Management and Disposition

Maxillofacial CT best identifies orbital wall fractures. Treat patients without eye injury or entrapment conservatively with ice and analgesics, and refer for follow-up in 2 to 3 days. Treat patients with blood in the maxillary sinus with antibiotics. Consult ophthalmology in patients with a true blowout fracture, as 30% of these patients sustain a significant globe injury. Immediately consult a facial trauma surgeon for patients with entrapment, as muscle necrosis may occur if muscle blood supply is compromised by the entrapment.

Pearls

  1. Enophthalmos, limited upward gaze, diplopia with upward gaze, or infraorbital anesthesia from entrapment or injury to the infraorbital nerve should heighten suspicion of an orbital floor fracture.

  2. Compare the pupillary level on the affected side with the unaffected side, since it may be lower from prolapse of the orbital contents into the maxillary sinus. Subtle abnormalities may be appreciated as an asymmetric corneal light reflex (Hirschberg reflex).

  3. Subcutaneous emphysema, a soft-tissue teardrop along the roof of the maxillary sinus on plain film, or an air-fluid level in the maxillary sinus on plain film should also be interpreted as evidence of an orbital floor fracture.

  4. Patients with orbital wall fracture may present with subcutaneous emphysema after blowing their nose or air bubbles emanating from the tear duct.
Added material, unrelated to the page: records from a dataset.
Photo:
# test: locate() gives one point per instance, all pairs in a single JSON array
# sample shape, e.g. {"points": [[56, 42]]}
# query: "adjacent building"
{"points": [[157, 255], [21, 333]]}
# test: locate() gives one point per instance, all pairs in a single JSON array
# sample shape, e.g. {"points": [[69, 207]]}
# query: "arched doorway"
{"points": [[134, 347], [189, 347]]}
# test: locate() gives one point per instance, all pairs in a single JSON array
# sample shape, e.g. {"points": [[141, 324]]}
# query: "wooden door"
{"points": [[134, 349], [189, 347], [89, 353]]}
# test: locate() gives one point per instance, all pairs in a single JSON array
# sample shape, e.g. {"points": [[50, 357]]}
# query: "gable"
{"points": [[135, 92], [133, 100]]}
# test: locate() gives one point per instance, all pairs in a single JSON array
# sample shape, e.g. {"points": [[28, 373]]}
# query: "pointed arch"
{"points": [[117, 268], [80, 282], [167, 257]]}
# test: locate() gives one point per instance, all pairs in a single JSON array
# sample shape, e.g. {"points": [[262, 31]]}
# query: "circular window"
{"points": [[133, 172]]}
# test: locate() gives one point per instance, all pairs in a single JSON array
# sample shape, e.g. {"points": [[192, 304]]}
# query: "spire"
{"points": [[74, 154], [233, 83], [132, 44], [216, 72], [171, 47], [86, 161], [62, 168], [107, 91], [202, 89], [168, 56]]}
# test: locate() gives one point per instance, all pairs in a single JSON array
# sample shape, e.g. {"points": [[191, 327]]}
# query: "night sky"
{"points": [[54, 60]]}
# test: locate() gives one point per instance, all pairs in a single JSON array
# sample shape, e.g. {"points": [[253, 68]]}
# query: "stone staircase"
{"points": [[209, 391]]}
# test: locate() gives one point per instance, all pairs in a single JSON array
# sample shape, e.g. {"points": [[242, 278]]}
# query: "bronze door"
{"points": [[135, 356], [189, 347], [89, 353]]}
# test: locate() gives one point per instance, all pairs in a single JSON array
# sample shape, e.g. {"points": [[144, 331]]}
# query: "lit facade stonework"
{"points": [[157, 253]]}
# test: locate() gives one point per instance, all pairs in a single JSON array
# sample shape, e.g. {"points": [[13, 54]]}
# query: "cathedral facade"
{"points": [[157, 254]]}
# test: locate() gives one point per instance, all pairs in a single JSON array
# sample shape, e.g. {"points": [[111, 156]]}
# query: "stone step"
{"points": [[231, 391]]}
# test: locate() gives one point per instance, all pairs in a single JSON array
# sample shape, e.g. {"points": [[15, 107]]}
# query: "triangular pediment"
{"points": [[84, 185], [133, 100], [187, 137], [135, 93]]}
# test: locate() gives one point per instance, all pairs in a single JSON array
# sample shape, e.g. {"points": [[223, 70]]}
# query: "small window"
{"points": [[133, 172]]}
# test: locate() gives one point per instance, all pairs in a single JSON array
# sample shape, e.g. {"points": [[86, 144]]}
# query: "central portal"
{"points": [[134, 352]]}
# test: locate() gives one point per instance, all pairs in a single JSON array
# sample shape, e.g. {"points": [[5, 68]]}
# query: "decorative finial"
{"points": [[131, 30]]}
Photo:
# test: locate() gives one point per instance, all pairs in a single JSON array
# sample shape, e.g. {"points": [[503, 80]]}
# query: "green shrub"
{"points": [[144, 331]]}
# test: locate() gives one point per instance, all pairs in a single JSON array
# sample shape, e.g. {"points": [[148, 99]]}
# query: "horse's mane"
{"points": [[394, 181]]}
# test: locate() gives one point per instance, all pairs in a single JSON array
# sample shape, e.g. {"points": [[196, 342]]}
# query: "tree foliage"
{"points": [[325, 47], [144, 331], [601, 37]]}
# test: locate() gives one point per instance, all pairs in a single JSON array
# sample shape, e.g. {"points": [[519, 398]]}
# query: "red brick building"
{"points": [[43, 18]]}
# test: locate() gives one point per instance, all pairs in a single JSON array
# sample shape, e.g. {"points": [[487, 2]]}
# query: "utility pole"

  5. Carefully examine the eye for visual acuity, hyphema, or retinal detachment, and the nose for septal hematoma.

FIGURE 1.41

Orbital Floor Fracture. Sustained from blunt trauma to infraorbital rim causing buckling of the orbital floor. Maxillofacial CT is similar to that in Fig. 1.43. Infraorbital hypesthesias and lack of entrapment suggest the buckling mechanism of injury. (Photo contributor: Lawrence B. Stack, MD.)